Le quatuor avait visiblement un vrai plaisir à jouer sa partition économique, jeudi. Les quatre responsables politiques ont présenté au grand public leur œuvre commune la plus aboutie : l’implantation à McMasterville et à Saint-Basile-le-Grand de la méga-usine de la Suédoise Northvolt, qui produira des cellules de batterie.
Ce projet est le plus important investissement privé manufacturier de l’histoire du Québec. Pour les deux paliers de gouvernement, il est aussi le plus coûteux, puisqu’ils fourniront eux-mêmes près de 40% des 7 milliards$ requis au démarrage de l’usine.
Par la suite, et sur plusieurs années, les aides incitatives à la production provenant des gouvernements pourraient atteindre jusqu’à 4,6 milliards$. C’est vertigineux.
C’est potentiellement plus de deux millions de dollars pour chacun des 3000 emplois directs attendus!
Un vrai événement
Cela étant, il est rare que l’on assiste à la naissance d’une nouvelle filière industrielle, une nouvelle « grappe industrielle » — pour reprendre le vocable popularisé au début des années 90 au Québec par Gérald Tremblay, alors ministre de l’Industrie, du Commerce et de la Technologie.
Il est indéniable que l’année 2023 aura vu naître quelque chose à cet égard, tant en Ontario qu’au Québec. Et d’autres annonces importantes sont dans les cartons pour le Québec, des projets qui seront également soutenus par des investissements publics. Ces annonces devraient venir d’ici la fin de 2024.
François Legault et Pierre Fitzgibbon voudraient bien que l’on se retourne dans plusieurs années et que l’on constate que la création d’une « filière batterie » au Québec a contribué à l’avenir collectif.
François-Philippe Champagne et Justin Trudeau aimeraient que l’on dise la même chose lorsqu’on regardera plus largement le Canada, puisque l’Ontario deviendra un terrain de prédilection pour la production de voitures électriques.
Pour ce qui est du Québec, c’est un fait que Northvolt est de loin la pièce la plus spectaculaire et la plus stratégique de toutes les annonces récentes concernant la « filière batterie ».
Joe Biden
Aux yeux de nos gouvernements, il s’agit de ne pas rater le train. C’est maintenant qu’il passe. Pas dans dix ans.
La question des aides publiques est toutefois centrale.
Jusqu’où les gouvernements doivent-ils eux-mêmes investir pour favoriser l’implantation d’une entreprise? La question se pose même lorsqu’il s’agit de créer de toutes pièces un tout nouveau secteur industriel.

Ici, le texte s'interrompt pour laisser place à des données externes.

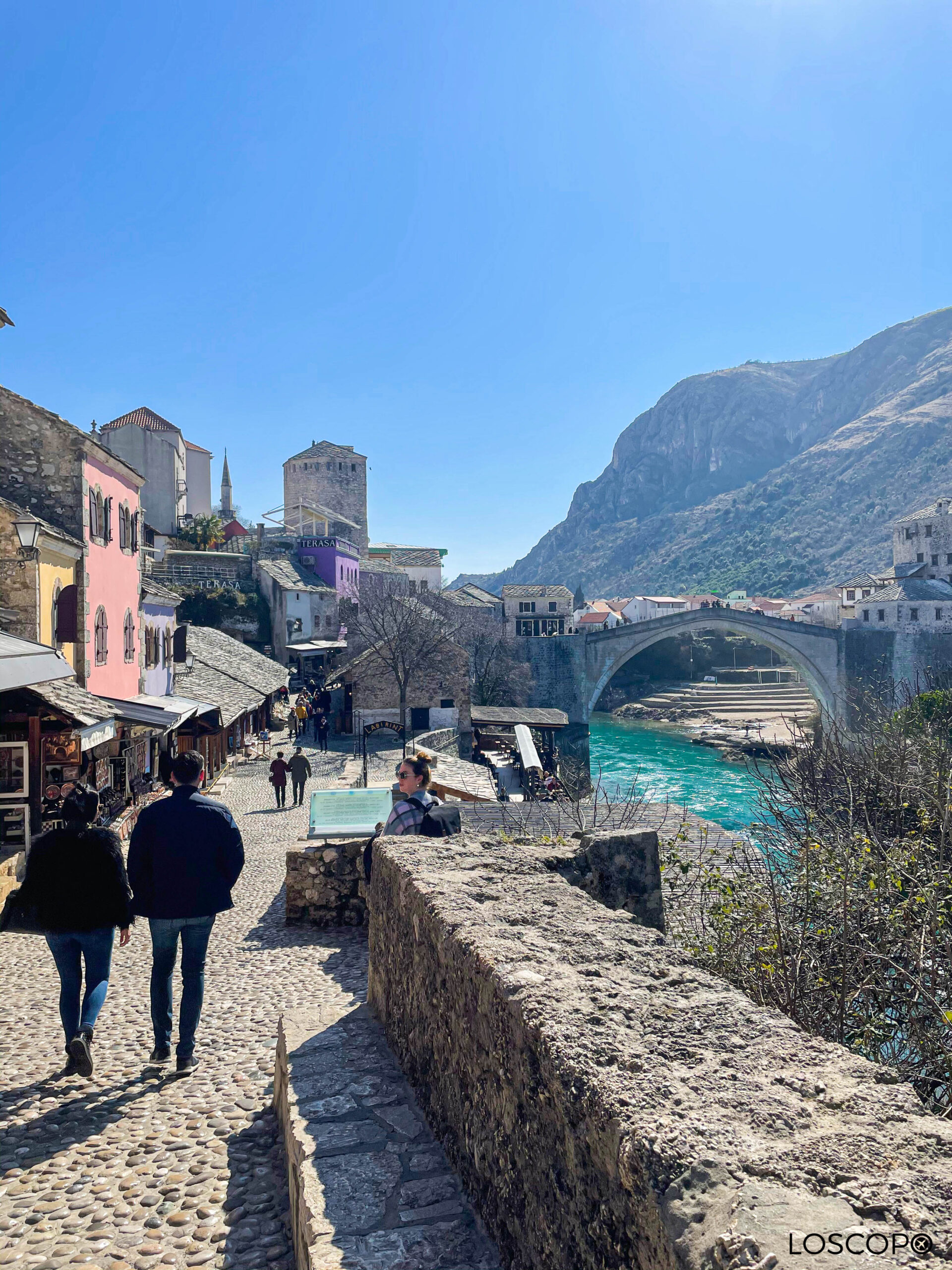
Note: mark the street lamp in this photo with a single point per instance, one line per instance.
(28, 534)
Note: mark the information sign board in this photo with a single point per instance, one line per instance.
(348, 813)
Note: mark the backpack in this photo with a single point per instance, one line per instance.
(440, 820)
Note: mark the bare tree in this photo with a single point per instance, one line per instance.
(407, 639)
(499, 675)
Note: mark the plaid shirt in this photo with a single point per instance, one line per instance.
(408, 817)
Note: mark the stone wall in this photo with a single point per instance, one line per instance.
(620, 870)
(607, 1104)
(324, 885)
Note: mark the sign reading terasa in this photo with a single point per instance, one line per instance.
(382, 724)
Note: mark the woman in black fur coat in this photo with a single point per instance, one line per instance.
(76, 878)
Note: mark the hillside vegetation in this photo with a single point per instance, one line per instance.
(772, 477)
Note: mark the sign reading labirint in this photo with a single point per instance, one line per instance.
(368, 728)
(348, 813)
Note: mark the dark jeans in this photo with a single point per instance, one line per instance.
(96, 948)
(194, 933)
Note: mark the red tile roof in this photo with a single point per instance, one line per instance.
(145, 418)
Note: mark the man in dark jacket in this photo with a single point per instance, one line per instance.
(300, 770)
(186, 854)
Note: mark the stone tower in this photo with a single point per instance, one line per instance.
(226, 506)
(334, 478)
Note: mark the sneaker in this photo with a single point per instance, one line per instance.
(82, 1053)
(71, 1066)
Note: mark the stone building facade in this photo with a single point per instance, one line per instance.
(537, 610)
(330, 477)
(71, 480)
(31, 588)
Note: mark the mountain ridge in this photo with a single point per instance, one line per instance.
(772, 477)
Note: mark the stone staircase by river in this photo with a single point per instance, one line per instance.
(734, 701)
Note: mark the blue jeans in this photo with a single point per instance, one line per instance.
(166, 933)
(96, 948)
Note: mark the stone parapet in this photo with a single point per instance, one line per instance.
(324, 885)
(608, 1104)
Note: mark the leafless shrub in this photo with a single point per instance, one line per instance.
(841, 915)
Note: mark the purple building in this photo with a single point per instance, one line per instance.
(336, 562)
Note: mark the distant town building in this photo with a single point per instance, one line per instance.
(422, 566)
(537, 610)
(334, 478)
(305, 611)
(917, 590)
(226, 509)
(178, 479)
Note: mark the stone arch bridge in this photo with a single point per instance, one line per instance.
(572, 671)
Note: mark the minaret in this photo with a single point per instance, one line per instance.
(226, 512)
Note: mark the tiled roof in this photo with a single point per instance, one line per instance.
(48, 527)
(66, 695)
(520, 592)
(914, 588)
(155, 591)
(512, 715)
(327, 450)
(144, 418)
(291, 575)
(477, 592)
(226, 672)
(418, 557)
(932, 509)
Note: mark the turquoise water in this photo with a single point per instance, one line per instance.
(663, 762)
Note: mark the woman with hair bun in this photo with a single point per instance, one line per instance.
(76, 879)
(414, 775)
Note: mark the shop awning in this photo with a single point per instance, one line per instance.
(23, 663)
(166, 713)
(529, 754)
(316, 645)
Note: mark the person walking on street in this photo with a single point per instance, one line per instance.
(76, 879)
(300, 770)
(280, 778)
(186, 855)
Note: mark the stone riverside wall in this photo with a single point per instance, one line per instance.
(610, 1105)
(325, 885)
(620, 870)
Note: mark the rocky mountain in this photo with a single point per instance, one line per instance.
(772, 477)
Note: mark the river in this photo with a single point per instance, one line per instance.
(664, 763)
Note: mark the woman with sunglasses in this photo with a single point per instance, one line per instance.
(414, 776)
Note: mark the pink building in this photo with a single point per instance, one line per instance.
(114, 526)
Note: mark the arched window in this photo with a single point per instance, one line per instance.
(128, 636)
(55, 615)
(101, 636)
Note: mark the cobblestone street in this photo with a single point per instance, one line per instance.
(137, 1167)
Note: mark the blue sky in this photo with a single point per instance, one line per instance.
(472, 239)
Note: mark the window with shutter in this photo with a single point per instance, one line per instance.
(128, 631)
(65, 629)
(101, 635)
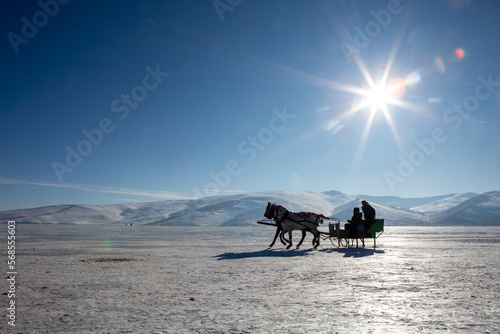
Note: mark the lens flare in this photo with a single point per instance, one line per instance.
(435, 99)
(460, 53)
(335, 126)
(413, 79)
(440, 65)
(397, 87)
(323, 109)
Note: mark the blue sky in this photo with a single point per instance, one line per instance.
(123, 101)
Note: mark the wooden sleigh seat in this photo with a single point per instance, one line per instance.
(343, 237)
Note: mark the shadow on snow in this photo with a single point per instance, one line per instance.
(264, 253)
(348, 252)
(353, 252)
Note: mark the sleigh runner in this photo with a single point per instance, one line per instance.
(287, 221)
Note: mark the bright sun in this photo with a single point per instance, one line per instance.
(378, 97)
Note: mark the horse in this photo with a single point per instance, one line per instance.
(270, 214)
(289, 221)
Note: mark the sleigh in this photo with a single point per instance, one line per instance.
(344, 238)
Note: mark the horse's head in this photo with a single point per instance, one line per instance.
(279, 210)
(269, 210)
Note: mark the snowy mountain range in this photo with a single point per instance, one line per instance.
(248, 208)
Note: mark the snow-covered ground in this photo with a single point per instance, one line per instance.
(215, 279)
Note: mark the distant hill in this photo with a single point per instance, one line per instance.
(246, 209)
(483, 209)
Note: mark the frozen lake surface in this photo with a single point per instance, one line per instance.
(143, 279)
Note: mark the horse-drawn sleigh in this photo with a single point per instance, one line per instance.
(286, 221)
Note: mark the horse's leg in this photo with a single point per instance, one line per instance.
(290, 236)
(303, 236)
(278, 230)
(317, 237)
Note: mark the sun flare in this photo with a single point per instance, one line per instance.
(378, 97)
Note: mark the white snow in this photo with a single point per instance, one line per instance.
(206, 279)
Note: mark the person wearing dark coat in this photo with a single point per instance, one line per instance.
(369, 213)
(357, 218)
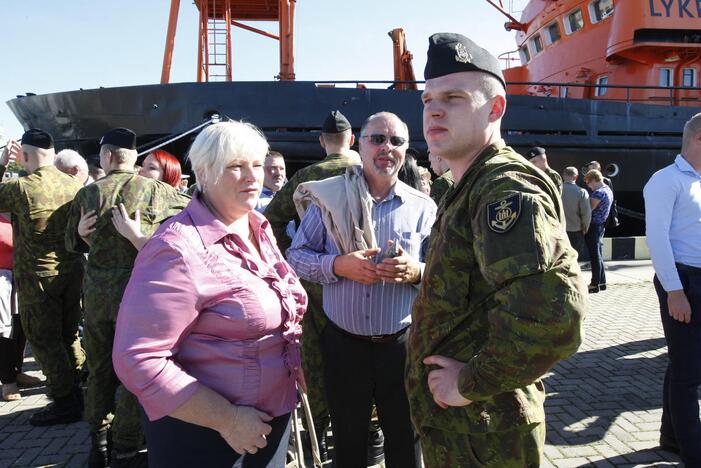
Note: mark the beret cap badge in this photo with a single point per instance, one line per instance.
(461, 53)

En passant, on peut rappeler que M. Legault a toujours estimé qu’un gouvernement se doit d’être « interventionniste ». Là-dessus, il a toujours été de l’école des Bernard Landry et compagnie.
Mais avec Northvolt, on passe à une échelle stratosphérique.
Oui, mais si le Québec et le Canada veulent jouer dans ce match international, ils n’ont pas le choix d’être aussi généreux que l’est l’administration de Joe Biden aux États-Unis.
On rentre dans la danse ou on n’y entre pas!
Depuis que le président américain a signé l’Inflation Reduction Act, un plan doté de 400 milliards$, les entreprises peuvent faire monter les enchères jusqu’au vertige. Elles en profitent et... partagent les risques.
Joe Biden a tellement forcé la main de tout le monde qu’en début d’année, la Commission européenne, par la voix de Thierry Breton, commissaire au marché intérieur, faisait des pieds et des mains pour que l’Union européenne ajuste à la hausse ses aides de toutes sortes et réponde à l’Inflation Reduction Act, qui agit comme un aspirateur d’investissements internationaux.
Rendez-vous dans une génération
Au-delà des aides gouvernementales, ce qu’il convient surtout d’évaluer est le « retour sur l’investissement ».
À ce sujet, Québec affirme que « le projet génèrera des retombées économiques égales à la valeur des incitatifs à la production, et ce, dans un délai de cinq à neuf ans ».
Québec et Ottawa disent que « cette usine permettra de soutenir des dizaines de milliers d’emplois à l’échelle du pays et d’injecter jusqu’à 1,6 milliard$ dans le PIB annuellement lorsqu’elle aura atteint son plein potentiel ».
Le pari est porteur. Mais il n’est pas sans risque. C’est comme dans tout.
On pourrait aussi parler des questions qui se posent sur la main-d’oeuvre à trouver ou concernant l’effet qu’aura l’arrivée de Northvolt sur des PME de la grande région de Montréal. Plusieurs pourraient perdre des employés au profit de l’entreprise suédoise. Et il existe tant d’autres questions sans réponse!
Rendez-vous dans une génération pour juger du tout.